TOKYO (Reuters) – As much as Rassie Erasmus and his Springboks coaching staff have tried to dampen predictions they will look to bludgeon Japan into submission in the Rugby World Cup quarter-final on Sunday, that is exactly what Jamie Joseph expects them to do.

Joseph’s Brave Blossoms qualified for their first quarter-final after they won Pool A with a scintillating style of up-tempo rugby that included wins over Ireland and Scotland.

The Springboks, who were beaten by Japan at the 2015 tournament in the largest upset in World Cup history, however are not going to allow their opponents to play their brand of organised chaos at Tokyo Stadium on Sunday at 7:15 p.m. (1015 GMT).

“What is clear is what South Africa are going to do,” Joseph told reporters on Friday. “It’s not unique, but shows they are physically going to approach the match using their forwards and being very physical.

“(The) consistency of their game is around giving the opposition the ball and using their defence and big forwards to pressure (us)… and I guess that’s what we’ve been preparing for all the way.”

Erasmus and assistant coach Matt Proudfoot emphasised they would not be one-dimensional and South Africa do have a more attacking and balanced game than Ireland, who were beaten 19-12 by Japan in pool play.

The former Springboks loose forward, however, picked a pack built to grind down the Japanese forwards and then loaded his bench with six forward replacements.

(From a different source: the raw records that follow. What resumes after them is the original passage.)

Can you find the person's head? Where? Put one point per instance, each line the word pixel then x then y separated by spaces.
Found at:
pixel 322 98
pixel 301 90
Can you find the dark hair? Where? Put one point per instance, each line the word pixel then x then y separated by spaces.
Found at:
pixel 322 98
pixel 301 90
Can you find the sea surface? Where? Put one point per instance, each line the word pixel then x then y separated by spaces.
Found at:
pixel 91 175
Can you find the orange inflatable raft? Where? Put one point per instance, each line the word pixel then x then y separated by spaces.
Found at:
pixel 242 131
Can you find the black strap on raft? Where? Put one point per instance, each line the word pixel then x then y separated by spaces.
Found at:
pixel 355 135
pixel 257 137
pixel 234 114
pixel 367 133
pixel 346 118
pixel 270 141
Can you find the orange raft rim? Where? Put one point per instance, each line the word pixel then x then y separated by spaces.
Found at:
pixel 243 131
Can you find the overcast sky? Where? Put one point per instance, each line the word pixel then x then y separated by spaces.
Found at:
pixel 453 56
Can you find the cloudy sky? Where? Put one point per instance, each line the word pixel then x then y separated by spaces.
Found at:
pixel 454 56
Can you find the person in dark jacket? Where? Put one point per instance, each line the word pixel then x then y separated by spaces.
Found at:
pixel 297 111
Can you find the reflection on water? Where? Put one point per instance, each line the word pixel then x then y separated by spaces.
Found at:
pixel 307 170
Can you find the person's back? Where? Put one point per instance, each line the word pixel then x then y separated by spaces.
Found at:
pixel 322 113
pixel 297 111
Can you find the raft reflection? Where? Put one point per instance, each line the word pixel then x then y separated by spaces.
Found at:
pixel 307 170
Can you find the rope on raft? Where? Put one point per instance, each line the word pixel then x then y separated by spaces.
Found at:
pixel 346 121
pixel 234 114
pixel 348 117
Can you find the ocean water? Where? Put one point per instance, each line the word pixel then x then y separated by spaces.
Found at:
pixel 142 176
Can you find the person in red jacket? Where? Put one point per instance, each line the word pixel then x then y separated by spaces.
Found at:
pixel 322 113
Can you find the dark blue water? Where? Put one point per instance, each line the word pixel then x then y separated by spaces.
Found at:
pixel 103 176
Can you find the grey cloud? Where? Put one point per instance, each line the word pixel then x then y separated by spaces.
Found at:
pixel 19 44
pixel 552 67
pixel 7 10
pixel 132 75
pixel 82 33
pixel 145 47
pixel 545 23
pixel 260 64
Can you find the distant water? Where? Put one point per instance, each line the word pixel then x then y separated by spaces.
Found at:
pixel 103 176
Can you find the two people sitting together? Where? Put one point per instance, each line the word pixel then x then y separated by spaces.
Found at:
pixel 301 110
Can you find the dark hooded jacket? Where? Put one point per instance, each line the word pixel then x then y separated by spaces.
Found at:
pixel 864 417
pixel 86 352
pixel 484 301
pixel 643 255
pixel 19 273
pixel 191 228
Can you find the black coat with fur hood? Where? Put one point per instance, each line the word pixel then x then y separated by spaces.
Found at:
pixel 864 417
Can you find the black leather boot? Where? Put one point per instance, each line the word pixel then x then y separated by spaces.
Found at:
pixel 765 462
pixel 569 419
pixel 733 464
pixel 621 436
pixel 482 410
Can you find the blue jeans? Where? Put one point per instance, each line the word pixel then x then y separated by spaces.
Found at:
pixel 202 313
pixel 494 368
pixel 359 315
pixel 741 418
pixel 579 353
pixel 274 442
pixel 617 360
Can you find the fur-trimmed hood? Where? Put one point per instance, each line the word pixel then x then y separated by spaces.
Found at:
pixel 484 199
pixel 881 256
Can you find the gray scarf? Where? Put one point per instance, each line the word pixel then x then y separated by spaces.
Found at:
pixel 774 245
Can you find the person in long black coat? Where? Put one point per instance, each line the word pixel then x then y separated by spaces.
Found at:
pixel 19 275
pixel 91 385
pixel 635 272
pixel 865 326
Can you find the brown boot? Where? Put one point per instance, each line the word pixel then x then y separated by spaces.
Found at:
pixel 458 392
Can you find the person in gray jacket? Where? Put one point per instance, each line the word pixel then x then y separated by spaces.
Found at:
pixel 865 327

Erasmus said that was to ensure that when they came on in the second half they would be fresh and able to close the gaps around the fringes, which Japan expertly exploited with clever running angles at pace against Scotland last Sunday.

More importantly, Erasmus wanted his side to dictate the pace of the game to ensure that Japan’s high tempo attack did not get into a rhythm.

“We will definitely try to play the game at our pace, and they will try to play the game at their pace,” Erasmus said.

“That will be a tactical battle, and it’s tough for me to say now who will be able to enforce that.

“But that will be a really big battle from the coaching staff, and the 15 players on the field.”

While Karne Hesketh’s try that sealed a 34-32 victory and the ‘Brighton Miracle’ four years ago has dominated the conversation in the lead-up, Joseph added that it had not factored into his side’s preparations.

“I’ve been trying to forget about it for the last four years,” Joseph said after he had made just one injury-enforced change to the side that sealed their quarter-final place with a 28-21 win over Scotland.

“Everyone talked about it (and) that was an amazing achievement at the last World Cup, (but) we’re working on our own things and we won’t be alluding to it.”